20.05.2014

Unbefugte Abhebung mit Originalkarte: Anscheinsbeweis spricht für unsorgfältige Aufbewahrung der PIN

Bei unbefugten Abhebungen mit einer Originalkarte mit Eingabe der PIN spricht der Anscheinsbeweis dafür, dass der Karteninhaber die PIN grob unsorgfältig verwahrt hat und deshalb ein unbefugter Dritter die PIN erfahren hat. Es steht demgegenüber außerhalb der Lebenswahrscheinlichkeit, dass jemand eine Originalkarte erst stiehlt und dann mittels einer Kartendoublette ohne Verwendung der gerade gestohlenen Originalkarte Abhebungen vornimmt.

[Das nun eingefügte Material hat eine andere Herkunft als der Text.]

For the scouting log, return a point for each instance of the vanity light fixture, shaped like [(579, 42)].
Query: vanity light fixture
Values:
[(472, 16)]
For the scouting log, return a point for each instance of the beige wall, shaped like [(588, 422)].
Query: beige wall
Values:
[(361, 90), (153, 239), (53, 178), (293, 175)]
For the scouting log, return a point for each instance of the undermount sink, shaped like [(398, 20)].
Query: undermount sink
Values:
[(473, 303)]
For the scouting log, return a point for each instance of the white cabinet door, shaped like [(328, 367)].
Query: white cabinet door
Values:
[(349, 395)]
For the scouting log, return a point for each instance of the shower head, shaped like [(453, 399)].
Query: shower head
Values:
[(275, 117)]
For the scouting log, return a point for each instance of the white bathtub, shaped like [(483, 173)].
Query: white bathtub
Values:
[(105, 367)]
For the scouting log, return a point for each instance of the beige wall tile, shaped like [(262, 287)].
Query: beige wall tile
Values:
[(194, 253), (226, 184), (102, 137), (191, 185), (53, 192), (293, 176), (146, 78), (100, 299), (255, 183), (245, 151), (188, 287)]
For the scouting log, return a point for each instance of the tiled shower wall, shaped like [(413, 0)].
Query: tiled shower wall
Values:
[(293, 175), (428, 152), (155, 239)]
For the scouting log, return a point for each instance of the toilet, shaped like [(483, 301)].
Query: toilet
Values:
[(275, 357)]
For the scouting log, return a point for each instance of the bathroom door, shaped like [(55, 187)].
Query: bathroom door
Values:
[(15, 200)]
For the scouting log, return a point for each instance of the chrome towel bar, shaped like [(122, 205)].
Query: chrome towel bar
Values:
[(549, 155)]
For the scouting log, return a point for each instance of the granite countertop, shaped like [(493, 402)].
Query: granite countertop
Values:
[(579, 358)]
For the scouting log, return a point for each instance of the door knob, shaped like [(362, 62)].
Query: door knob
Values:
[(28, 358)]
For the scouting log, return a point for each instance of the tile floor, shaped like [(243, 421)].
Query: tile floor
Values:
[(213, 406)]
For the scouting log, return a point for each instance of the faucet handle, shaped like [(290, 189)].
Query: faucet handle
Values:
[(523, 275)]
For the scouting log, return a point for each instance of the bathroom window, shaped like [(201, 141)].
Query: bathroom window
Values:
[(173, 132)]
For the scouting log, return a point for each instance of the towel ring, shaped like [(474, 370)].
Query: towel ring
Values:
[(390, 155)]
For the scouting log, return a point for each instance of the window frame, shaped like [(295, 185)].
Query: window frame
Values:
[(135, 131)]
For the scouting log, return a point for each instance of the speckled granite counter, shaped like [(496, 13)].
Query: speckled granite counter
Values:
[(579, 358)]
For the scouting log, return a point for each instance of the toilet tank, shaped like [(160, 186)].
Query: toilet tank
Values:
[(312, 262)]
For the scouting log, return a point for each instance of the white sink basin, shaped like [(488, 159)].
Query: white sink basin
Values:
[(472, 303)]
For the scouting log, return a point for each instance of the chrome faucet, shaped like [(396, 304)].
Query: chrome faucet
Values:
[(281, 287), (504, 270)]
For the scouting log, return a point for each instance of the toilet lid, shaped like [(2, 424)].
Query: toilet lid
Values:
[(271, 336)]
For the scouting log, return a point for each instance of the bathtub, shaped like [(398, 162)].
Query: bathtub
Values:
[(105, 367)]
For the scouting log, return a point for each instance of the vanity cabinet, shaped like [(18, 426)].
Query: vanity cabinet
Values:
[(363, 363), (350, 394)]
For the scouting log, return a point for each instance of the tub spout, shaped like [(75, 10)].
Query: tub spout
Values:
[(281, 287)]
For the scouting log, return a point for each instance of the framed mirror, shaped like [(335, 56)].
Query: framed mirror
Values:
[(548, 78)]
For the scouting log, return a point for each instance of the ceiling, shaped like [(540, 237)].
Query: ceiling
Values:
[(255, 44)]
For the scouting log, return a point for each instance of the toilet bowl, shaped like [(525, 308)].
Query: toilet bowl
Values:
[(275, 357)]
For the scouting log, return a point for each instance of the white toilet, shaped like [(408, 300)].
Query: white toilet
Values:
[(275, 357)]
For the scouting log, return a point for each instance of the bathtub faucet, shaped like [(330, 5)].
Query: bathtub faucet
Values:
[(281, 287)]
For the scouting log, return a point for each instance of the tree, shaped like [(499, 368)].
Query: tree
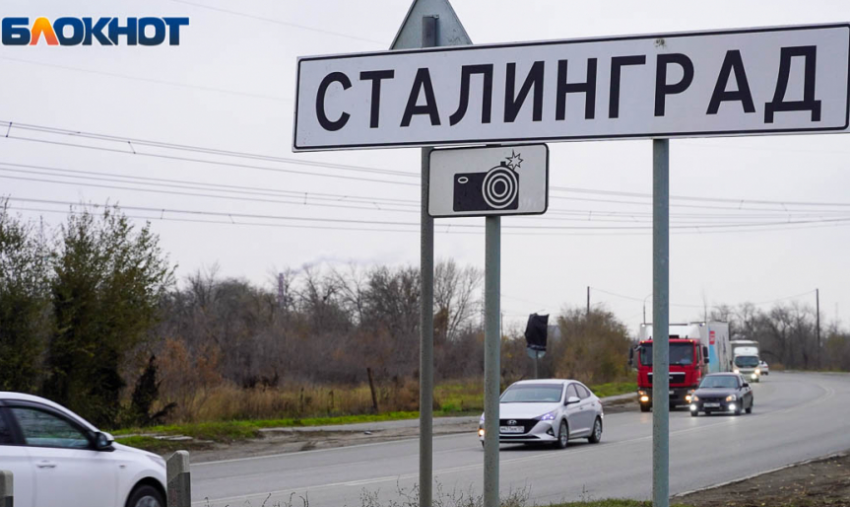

AG München 8.2.2014, 121 C 10360/12
Der Sachverhalt:
Die 76 Jahre alte Klägerin hat bei der beklagten Bank in München ein Aktiv-Sparcard Konto. Für dieses Konto besitzt die Klägerin eine Sparcard mit Magnetstreifen, mit der unter Eingabe der persönlichen Geheimzahl (PIN) an Bankautomaten Geld abgehoben werden kann. Am 2.12.2011 hielt sich die Klägerin in Spanien im Urlaub auf. Sie ging dort in einem Supermarkt einkaufen. An der Kasse stellte sie um 12:28 Uhr fest, dass ihr Geldbeutel mit der Sparcard nicht mehr in ihrer Handtasche war.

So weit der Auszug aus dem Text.